Zero-point energy is the lowest possible energy which a quantum mechanical physical system may have; it's the energy of its ground state. All quantum mechanical systems have variations even in their ground state and still have a related zero-point energy, due to the Heisenberg uncertainty rule.
Due to the uncertainty theory all physical systems, even at absolute zero temperature, contain a zero-point energy that is more than zero. Liquid helium-4 (4He) continues to be liquid-it does not freeze-under atmospheric pressure no matter how low its temperature is, due to its zero-point energy.
zero-point energy originated in Germany by a group of physicists, amongst them Max Planck (1911), Albert Einstein and Otto Stern (1913). In 1916 Walther Nernst postulated the fact that vacuum of space is filled with zero-point electromagnetic radiation. The definition of zero-point energy comes from the German Nullpunktenergie.

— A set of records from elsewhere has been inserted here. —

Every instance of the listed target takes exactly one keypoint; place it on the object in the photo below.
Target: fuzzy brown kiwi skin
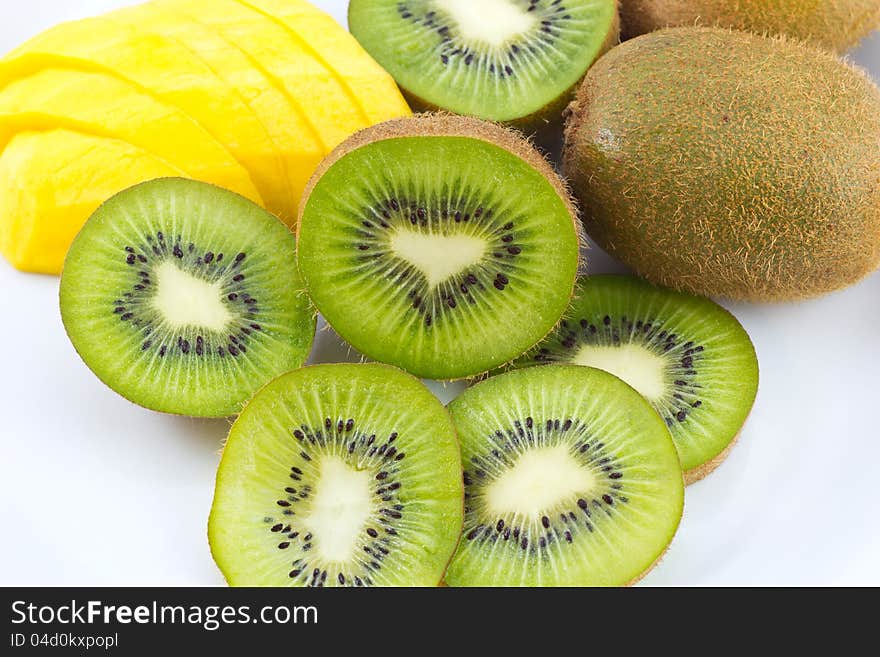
(836, 25)
(549, 117)
(440, 124)
(732, 244)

Vacuum energy is the zero-point energy of all of the fields in space, which in the Standard Model contains the electromagnetic field, other gauge fields, fermionic fields, as well as the Higgs field. It's the energy from the vacuum, which in quantum field theory is defined not as empty space but as the ground state of the fields. In cosmology, the vacuum energy is but one possible explanation for the cosmological constant. The deviation in zero-point energy as the boundaries of a region of vacuum shift leads to the Casimir effect, which is visible in nanoscale devices. A related term is zero-point field, that is the lowest energy state of a particular field.